Ich werde für meine Tochter auf 135 gehen und eine SRAM NX kürzen lassen.

Fertige Einfachkurbeln gibt es bei Pyrobikes (PLP) auch in 140mm mit Narrow Wide Kettenblatt. Herrn Fischer anschreiben un Fragen


----------



## MTB-News.de




----------



## Alderfield (12. Juni 2019)

Danke für den Tipp mit Pyrobikes. Funktioniert dieser Kettenschutz auch mit 10-fach wenn die Kette noch schräger läuft?
Haben die eine Vierkant-Aufnahme? Mit den Dingern stehe ich seit der Demontage letzte Woche auf Kriegsfuß! ;-)

Bezüglich der Kurbellänge: Aktuell hat er an seinem 20" eine 140mm Kurbel (XT gekürzt) und darunter wollte ich nicht gehen. 
Er ist recht groß und hat v.a. lange Beine, deswegen wäre mein Favorit 145-150mm. 
Bei Kubikes gibt es auch entsprechende Kurbeln, aber die sind silber und ich hätte gerne schwarz.


----------



## Kwietsch (12. Juni 2019)

https://images.app.goo.gl/dx8zxW4ghRESBvhp8

Ich meinte diese...

Die hat keinen Kettenschutz, ist für Hollowtech II Lager.

Kurbellänge, klar, Eure Entscheidung je nach Größe. 
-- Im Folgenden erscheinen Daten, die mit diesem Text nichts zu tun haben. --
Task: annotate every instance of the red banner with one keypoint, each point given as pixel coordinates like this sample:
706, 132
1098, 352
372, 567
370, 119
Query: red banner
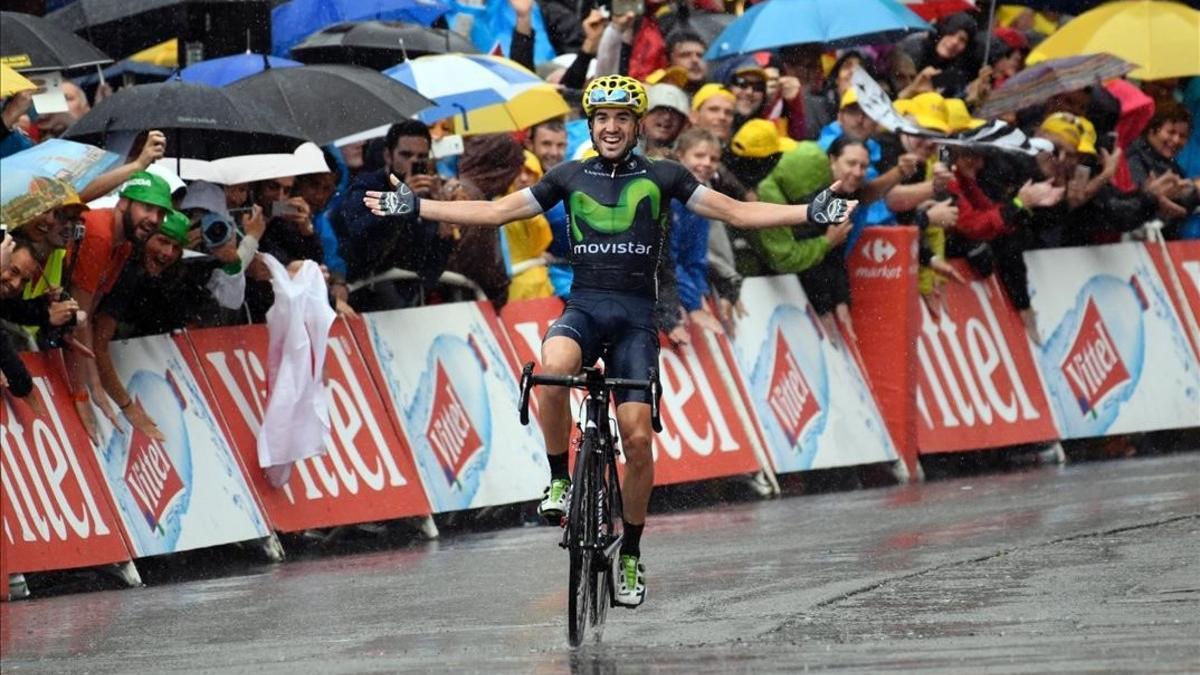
978, 381
55, 508
883, 286
702, 436
367, 472
1180, 269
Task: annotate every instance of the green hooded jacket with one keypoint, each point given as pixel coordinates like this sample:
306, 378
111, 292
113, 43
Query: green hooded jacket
799, 173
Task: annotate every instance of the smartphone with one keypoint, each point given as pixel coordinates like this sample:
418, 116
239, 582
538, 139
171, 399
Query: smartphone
622, 7
283, 208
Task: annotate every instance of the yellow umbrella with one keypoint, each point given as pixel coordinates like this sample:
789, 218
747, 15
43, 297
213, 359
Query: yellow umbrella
12, 82
532, 106
165, 54
1162, 37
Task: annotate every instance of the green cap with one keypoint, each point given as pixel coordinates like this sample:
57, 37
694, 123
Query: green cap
175, 226
148, 189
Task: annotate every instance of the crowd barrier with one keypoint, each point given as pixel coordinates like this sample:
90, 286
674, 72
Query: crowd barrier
423, 401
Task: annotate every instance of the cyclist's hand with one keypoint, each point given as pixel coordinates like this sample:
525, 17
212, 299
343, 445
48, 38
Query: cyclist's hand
400, 202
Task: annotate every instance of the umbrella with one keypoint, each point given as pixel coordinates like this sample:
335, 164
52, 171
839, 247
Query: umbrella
330, 101
31, 43
292, 22
833, 23
250, 168
227, 70
203, 123
495, 94
1162, 37
931, 10
124, 27
378, 45
72, 163
12, 82
1038, 83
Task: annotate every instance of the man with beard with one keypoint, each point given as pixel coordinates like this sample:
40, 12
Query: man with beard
111, 238
139, 290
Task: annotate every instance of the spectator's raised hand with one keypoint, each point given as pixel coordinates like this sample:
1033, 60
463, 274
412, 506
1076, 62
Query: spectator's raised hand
1041, 195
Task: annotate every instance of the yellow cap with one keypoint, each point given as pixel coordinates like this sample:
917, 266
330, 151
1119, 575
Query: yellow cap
1065, 126
673, 75
927, 109
849, 99
760, 138
959, 118
708, 91
1086, 136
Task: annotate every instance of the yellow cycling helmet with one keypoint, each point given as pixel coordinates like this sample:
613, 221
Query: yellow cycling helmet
615, 91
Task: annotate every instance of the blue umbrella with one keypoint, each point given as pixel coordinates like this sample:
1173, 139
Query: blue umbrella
833, 23
295, 21
227, 70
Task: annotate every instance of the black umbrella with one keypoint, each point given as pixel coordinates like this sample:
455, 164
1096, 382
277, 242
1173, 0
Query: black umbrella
378, 45
31, 43
330, 101
201, 123
124, 27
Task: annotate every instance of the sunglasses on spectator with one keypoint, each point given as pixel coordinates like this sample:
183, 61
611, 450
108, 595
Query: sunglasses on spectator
749, 83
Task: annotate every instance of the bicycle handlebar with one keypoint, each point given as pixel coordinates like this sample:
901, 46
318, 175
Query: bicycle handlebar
592, 381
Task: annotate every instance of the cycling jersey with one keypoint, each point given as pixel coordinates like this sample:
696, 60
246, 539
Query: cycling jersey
617, 217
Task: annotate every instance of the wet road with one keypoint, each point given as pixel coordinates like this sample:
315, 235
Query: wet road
1089, 567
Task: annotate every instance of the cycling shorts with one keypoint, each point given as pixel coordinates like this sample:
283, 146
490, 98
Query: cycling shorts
616, 327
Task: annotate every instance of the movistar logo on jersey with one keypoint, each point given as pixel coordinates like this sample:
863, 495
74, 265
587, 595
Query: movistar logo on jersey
617, 217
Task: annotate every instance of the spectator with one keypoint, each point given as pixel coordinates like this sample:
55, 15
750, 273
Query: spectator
132, 300
371, 245
527, 240
666, 117
1155, 154
712, 109
547, 142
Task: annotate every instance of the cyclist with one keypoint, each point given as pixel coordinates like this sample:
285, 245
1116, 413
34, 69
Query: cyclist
618, 207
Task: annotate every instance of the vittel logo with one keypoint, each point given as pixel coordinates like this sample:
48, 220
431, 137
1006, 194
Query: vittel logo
790, 396
450, 432
151, 478
1092, 365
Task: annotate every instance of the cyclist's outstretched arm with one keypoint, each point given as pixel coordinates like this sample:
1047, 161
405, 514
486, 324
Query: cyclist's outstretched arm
757, 215
517, 205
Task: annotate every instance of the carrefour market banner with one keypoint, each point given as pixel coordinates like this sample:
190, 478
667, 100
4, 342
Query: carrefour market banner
55, 509
187, 491
706, 429
454, 390
1115, 356
367, 471
814, 405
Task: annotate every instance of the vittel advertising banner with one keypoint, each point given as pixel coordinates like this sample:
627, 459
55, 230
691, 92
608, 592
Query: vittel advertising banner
54, 505
454, 389
187, 491
811, 399
978, 381
367, 471
1115, 357
702, 436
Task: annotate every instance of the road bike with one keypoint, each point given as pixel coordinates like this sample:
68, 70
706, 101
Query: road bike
589, 531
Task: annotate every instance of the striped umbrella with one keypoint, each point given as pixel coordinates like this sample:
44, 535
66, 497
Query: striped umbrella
1038, 83
934, 10
485, 94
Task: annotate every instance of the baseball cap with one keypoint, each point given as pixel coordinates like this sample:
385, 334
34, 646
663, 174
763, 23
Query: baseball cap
670, 96
959, 118
149, 189
708, 91
175, 226
1065, 126
928, 109
760, 138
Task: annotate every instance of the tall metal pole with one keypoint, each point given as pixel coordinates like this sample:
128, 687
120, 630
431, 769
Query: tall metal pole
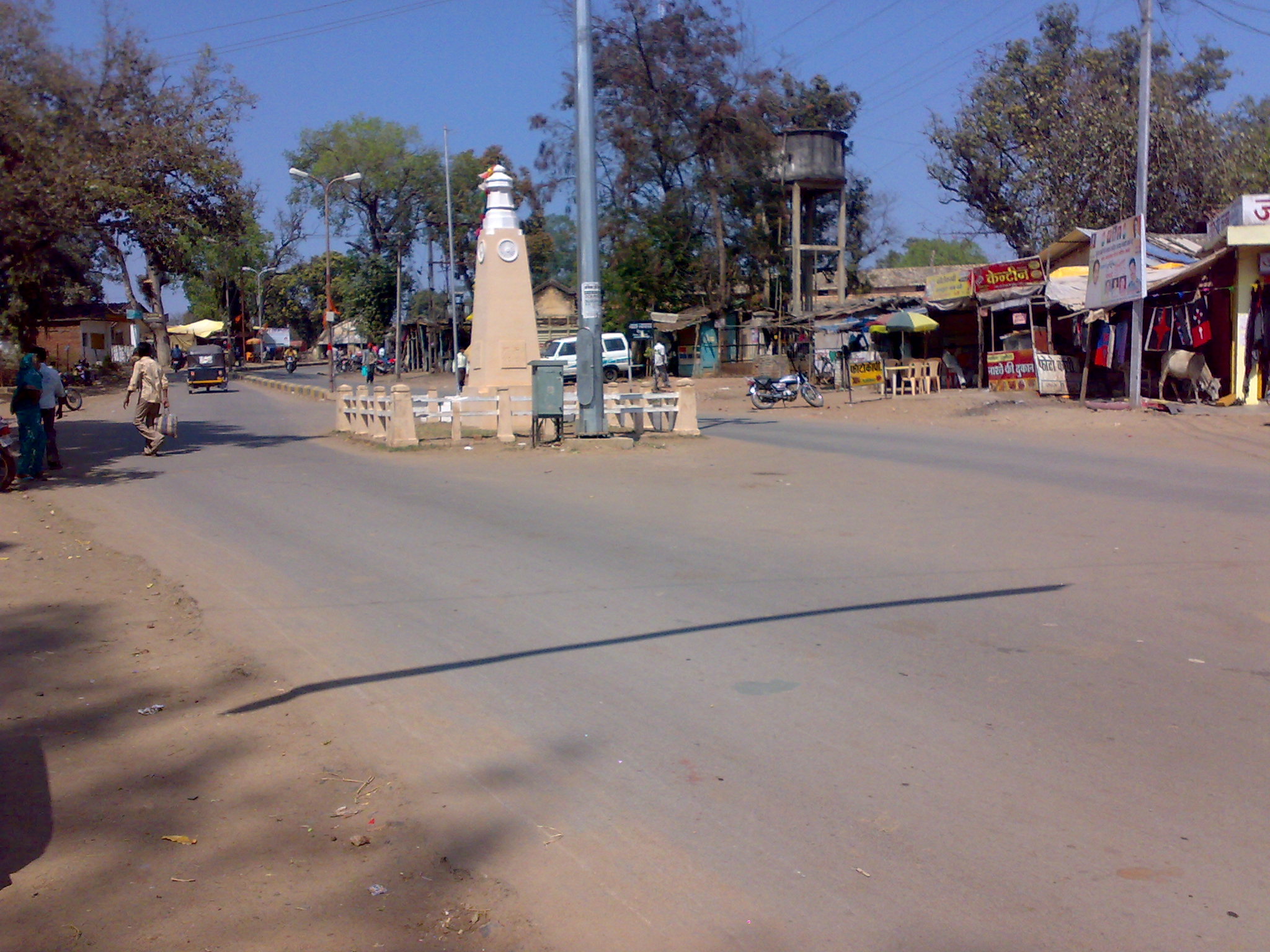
450, 278
331, 302
1141, 198
397, 339
591, 371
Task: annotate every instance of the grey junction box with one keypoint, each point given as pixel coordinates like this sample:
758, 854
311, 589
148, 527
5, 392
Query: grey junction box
548, 397
548, 387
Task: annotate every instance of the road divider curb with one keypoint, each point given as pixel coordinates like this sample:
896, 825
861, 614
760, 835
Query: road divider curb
305, 390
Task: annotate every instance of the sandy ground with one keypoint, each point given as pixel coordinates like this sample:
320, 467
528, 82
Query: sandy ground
1242, 431
92, 637
276, 805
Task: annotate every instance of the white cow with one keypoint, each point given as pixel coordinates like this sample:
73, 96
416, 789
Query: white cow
1192, 367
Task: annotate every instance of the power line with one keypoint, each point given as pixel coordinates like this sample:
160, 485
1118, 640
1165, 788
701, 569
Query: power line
303, 32
255, 19
858, 24
801, 22
1232, 19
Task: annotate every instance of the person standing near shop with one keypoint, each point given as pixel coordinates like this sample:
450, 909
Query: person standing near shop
51, 398
24, 405
149, 379
461, 368
660, 379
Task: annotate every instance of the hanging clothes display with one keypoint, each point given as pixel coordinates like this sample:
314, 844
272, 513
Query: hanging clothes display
1103, 345
1160, 329
1122, 342
1181, 328
1202, 329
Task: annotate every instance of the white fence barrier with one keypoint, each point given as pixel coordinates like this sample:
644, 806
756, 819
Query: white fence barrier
390, 416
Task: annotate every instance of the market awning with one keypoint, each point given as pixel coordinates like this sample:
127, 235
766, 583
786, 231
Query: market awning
198, 329
668, 323
346, 333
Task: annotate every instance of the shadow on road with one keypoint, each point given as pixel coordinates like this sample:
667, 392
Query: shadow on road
708, 421
314, 687
93, 450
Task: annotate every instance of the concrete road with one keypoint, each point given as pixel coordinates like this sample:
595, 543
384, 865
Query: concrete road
796, 687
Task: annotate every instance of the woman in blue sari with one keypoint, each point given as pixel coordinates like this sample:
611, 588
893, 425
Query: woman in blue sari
31, 427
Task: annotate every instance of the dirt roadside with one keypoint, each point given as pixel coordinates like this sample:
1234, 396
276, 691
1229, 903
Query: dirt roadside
89, 787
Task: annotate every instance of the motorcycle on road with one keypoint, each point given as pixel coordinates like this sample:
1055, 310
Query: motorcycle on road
766, 392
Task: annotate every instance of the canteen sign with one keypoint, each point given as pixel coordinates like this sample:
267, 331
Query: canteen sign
1118, 265
1011, 369
1006, 275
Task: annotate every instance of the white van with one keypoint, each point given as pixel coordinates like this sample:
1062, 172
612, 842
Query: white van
616, 351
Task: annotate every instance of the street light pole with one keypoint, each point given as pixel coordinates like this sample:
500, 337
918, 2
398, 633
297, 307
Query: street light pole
1141, 197
331, 304
450, 278
591, 369
259, 307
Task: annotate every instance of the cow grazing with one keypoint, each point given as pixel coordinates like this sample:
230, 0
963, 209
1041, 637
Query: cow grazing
1192, 367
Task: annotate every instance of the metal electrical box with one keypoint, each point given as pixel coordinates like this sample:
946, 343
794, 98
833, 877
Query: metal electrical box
548, 387
548, 397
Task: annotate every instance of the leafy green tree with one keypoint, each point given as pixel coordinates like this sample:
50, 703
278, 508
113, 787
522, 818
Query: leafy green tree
931, 252
687, 130
1046, 138
402, 186
46, 257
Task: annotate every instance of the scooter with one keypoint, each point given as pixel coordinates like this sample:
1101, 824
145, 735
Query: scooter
765, 392
8, 462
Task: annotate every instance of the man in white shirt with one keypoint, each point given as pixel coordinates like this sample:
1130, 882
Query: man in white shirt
660, 377
149, 379
461, 368
50, 407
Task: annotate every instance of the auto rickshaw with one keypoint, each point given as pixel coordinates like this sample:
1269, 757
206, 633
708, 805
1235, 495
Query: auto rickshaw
206, 367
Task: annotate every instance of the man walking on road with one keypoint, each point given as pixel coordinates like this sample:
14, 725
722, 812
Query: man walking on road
148, 377
461, 367
50, 407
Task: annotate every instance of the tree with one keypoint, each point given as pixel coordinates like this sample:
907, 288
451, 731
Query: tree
686, 138
167, 174
928, 253
402, 180
46, 255
1046, 138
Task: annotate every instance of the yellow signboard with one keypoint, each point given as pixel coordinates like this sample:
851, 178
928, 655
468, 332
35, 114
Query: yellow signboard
950, 286
865, 372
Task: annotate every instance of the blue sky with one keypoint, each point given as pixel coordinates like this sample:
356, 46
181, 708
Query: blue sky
484, 68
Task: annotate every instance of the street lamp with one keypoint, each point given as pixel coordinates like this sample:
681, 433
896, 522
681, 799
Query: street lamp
331, 304
259, 309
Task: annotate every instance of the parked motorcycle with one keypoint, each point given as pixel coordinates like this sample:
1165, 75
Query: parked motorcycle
765, 392
74, 400
8, 461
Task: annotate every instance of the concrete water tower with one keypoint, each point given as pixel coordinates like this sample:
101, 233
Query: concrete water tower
812, 169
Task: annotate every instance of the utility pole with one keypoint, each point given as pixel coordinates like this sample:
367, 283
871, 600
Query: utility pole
259, 309
1141, 198
397, 338
450, 278
331, 301
591, 371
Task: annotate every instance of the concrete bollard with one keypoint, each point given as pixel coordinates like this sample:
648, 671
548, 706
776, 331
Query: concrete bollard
456, 426
505, 416
343, 425
402, 423
360, 419
379, 408
686, 415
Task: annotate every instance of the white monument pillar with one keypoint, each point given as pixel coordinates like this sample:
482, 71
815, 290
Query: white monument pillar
505, 327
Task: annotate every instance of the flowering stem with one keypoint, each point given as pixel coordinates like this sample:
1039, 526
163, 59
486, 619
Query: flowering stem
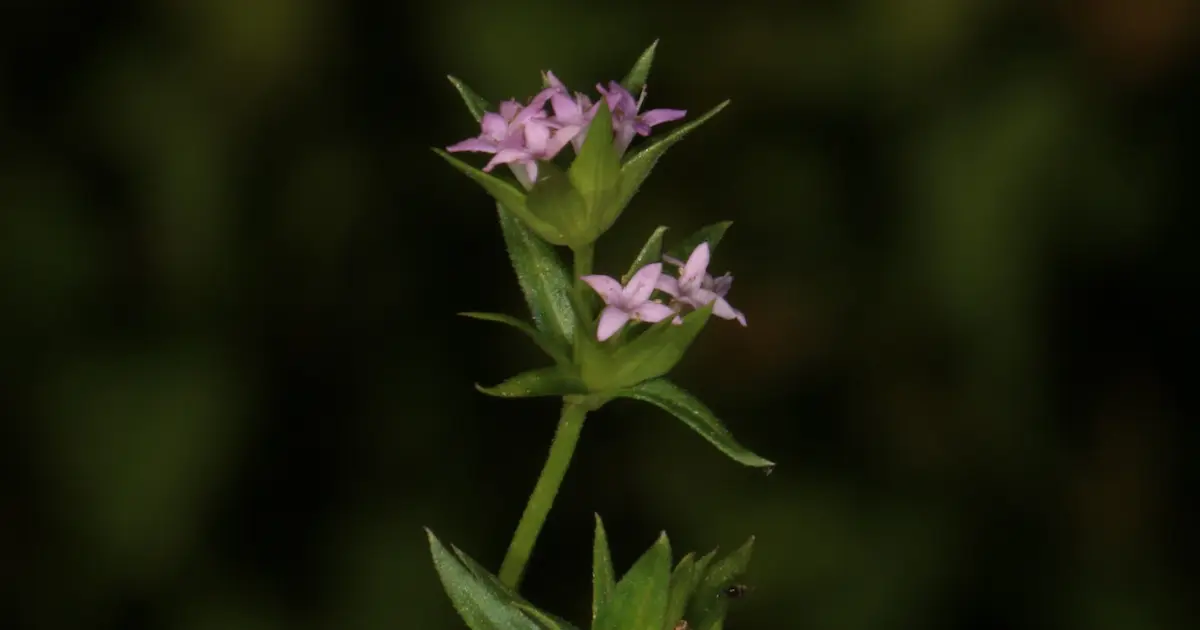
583, 256
570, 424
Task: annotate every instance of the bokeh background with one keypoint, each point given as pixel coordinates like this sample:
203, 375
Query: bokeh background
234, 390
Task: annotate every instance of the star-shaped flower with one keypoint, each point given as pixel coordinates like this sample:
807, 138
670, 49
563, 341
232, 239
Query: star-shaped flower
628, 303
508, 135
696, 288
625, 120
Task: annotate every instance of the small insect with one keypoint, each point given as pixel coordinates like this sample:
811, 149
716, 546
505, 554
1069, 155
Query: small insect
736, 591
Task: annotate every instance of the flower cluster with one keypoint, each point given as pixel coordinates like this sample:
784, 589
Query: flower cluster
523, 135
694, 288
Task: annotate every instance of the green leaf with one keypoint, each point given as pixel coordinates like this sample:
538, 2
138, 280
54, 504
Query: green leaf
639, 166
683, 582
552, 348
541, 382
652, 252
641, 71
640, 600
475, 103
657, 351
595, 173
709, 605
508, 196
544, 280
475, 601
603, 575
672, 399
508, 595
711, 234
555, 201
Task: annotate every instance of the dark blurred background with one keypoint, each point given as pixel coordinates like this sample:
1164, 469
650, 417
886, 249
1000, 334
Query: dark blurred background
234, 390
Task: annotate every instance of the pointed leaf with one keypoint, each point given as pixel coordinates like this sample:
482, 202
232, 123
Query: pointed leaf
475, 103
477, 604
555, 201
641, 70
595, 173
508, 196
655, 352
652, 252
552, 348
544, 281
675, 400
541, 382
507, 594
709, 234
708, 605
603, 575
637, 167
683, 582
640, 599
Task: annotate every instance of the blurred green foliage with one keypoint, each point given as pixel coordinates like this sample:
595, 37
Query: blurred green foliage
234, 388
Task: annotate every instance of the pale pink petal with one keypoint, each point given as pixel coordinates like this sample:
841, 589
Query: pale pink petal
611, 319
607, 288
652, 312
667, 285
537, 136
473, 144
641, 286
495, 126
567, 111
658, 117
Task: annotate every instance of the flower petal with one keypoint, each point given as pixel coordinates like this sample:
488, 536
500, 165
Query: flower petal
609, 288
658, 117
652, 312
611, 319
495, 126
667, 285
642, 285
474, 144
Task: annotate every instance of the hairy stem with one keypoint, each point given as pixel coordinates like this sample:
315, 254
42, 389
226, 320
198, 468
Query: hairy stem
570, 424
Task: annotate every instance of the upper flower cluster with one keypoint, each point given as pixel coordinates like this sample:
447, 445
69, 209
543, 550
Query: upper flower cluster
523, 135
694, 288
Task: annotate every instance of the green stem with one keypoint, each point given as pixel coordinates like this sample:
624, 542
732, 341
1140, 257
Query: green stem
543, 498
583, 256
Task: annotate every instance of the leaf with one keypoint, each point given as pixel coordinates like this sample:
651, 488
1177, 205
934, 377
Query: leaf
551, 347
709, 234
659, 349
708, 605
652, 252
683, 582
541, 382
595, 173
672, 399
475, 103
508, 196
639, 166
475, 601
641, 71
544, 280
556, 202
640, 600
508, 595
603, 575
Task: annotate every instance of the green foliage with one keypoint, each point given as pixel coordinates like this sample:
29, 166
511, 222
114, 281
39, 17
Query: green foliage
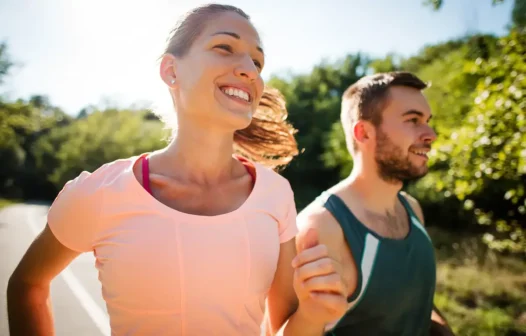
518, 15
487, 154
21, 124
313, 102
5, 62
101, 137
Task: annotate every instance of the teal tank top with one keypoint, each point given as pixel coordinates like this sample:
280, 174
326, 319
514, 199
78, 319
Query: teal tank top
396, 277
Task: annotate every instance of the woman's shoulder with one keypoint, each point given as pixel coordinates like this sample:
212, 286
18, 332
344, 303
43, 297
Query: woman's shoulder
89, 183
272, 180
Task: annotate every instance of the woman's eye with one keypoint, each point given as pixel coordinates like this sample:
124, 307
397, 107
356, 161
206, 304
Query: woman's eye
225, 47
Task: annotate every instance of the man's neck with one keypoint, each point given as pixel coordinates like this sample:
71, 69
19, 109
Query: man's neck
375, 194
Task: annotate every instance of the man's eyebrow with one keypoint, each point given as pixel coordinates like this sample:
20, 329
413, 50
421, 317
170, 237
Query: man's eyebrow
415, 112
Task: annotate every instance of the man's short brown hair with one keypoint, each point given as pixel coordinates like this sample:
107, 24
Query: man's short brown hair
366, 99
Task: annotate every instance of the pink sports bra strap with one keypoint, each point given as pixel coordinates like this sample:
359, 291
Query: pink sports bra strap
146, 174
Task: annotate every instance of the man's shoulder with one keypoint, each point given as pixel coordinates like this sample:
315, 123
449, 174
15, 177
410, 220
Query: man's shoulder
316, 216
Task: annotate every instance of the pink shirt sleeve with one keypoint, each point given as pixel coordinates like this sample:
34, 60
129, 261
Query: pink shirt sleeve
287, 226
74, 213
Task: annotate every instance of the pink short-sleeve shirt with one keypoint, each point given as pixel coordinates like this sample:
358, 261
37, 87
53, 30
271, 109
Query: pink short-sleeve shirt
164, 272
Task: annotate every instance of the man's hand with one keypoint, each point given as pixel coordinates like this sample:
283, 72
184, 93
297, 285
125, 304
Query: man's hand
319, 287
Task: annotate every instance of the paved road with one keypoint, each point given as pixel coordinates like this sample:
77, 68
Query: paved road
77, 303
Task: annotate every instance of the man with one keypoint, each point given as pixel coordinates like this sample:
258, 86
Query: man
372, 229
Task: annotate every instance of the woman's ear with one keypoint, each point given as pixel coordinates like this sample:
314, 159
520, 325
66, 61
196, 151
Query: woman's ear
168, 70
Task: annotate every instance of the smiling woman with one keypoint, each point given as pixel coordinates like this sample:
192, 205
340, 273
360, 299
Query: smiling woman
263, 135
191, 239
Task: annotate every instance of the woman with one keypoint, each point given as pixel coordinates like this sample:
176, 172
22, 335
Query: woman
192, 239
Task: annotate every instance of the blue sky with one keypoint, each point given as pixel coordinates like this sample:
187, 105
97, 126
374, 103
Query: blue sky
83, 52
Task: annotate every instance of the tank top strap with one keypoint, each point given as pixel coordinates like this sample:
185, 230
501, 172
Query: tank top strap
355, 233
146, 173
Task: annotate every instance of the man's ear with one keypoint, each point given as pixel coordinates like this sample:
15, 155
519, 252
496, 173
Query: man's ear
363, 132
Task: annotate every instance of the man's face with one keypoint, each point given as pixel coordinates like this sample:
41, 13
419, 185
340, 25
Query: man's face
404, 137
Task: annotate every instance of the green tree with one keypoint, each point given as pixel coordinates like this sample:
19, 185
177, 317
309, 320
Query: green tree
313, 102
5, 62
97, 138
488, 153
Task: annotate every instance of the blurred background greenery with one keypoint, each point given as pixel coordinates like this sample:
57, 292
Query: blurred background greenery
473, 198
Ich halte mich an die 9-10% Körpergröße bei der Länge, wenn das Rad erstmals benutzbar wird, lebe später lieber mit zu kurzen Kurbeln und wenn ich bei ner 155er Kurbel bin, sitzt meine Tochter vermutlich auf 26ern oder 27,5ern

Aktuell sind wir beim 16 Zoll auf 104mm, vorbereitet ist 20 Zoll mit 120mm, das 24er soll auf 135mm.


----------



## Ghosters (14. Juni 2019)

https://www.mtb-news.de/forum/t/cannondale-trail-24.889117/

hier kannst du dich evtl. bisschen Inspirieren lassen. Das Fahrrad ist auch schon seid Ostern fertig muss nur mal weiter schreiben.


----------



## Alderfield (14. Juni 2019)

Kwietsch schrieb:


> Fertige Einfachkurbeln gibt es bei Pyrobikes (PLP) auch in 140mm mit Narrow Wide Kettenblatt. Herrn Fischer anschreiben un Fragen



Gesagt getan, vielen Dank für den Tipp.
Ich habe jetzt doch eine 140mm Kurbel bestellt, ihr habt ja Recht.

@Ghosters: sehr cool, da werde ich mich auch etwas einlesen.

Und dann werde ich nochmal schauen ob ich ein schönes Speichenbild finde für 24 Speichen in den 32er Felgen. Wenn ich eh schon dabei bin neu einzuspeichen...


----------



## spenkmatze (6. September 2019)

Alderfield schrieb:


> Gesagt getan, vielen Dank für den Tipp.
> Ich habe jetzt doch eine 140mm Kurbel bestellt, ihr habt ja Recht.
> 
> @Ghosters: sehr cool, da werde ich mich auch etwas einlesen.
> ...



Kannst Du mal das Gewicht der Kurbel angeben? Laut Webseite sind es ja über 2 Kilo bei 152 mm Kurbellänge aber das bezieht sich wohl auf Kurbel inkl. Schaltgruppe? Aber ist im Preis 155 EUR die Schaltgruppe mit drin???


----------



## Alderfield (7. September 2019)

Ist leider schon verbaut, aber die Kurbel war subjektiv zumindest sehr leicht. Im Vergleich zu der 3fach Kurbel vorher natürlich aber auch kein Kunststück.

Wo steht was von 155€??


----------



## Alderfield (7. September 2019)

Inzwischen ist das Bike auch fertig und an den Sohnemann übergeben. 
Die Liste der Änderungen ist allerdings länger geworden als geplant...wer hätte das gedacht. 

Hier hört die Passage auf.